BP: Bitch, how the fuck I'm gon' sit here like, Frank Ocean reject me.

JO: No, let me finish. Let me finish telling you the story. And then, he like, liked the image. He was like, thanks for the picture. And I was like, thanks. Send me the one you sent. And then as soon as I sent it, it went green. Like it went from a blue text to a green text.

BP: Oh, shit. Oh my God. Like that's, that's a vibe. That's like, you know.

JO: Did he like block me? Or did he change his number? I don't know.
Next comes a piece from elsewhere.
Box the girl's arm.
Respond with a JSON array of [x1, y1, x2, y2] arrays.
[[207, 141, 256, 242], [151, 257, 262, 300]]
I mean, famous people do just be changing their numbers, but also that's lawful top energy 'cause I was like, I think he was like, oh, I smell a top here. I need to top him in this moment. And maybe, that was the moment when like my asshole loosened a bit and I was like, maybe I am a bottom.

BP: I, see this is the problem too. Like I think like, the fact that I can take some dick should make me highly celebrated. Like, bitches be out here squirming showing up with shitty kittys. I don't do any of that. Like I felt like he should just love me.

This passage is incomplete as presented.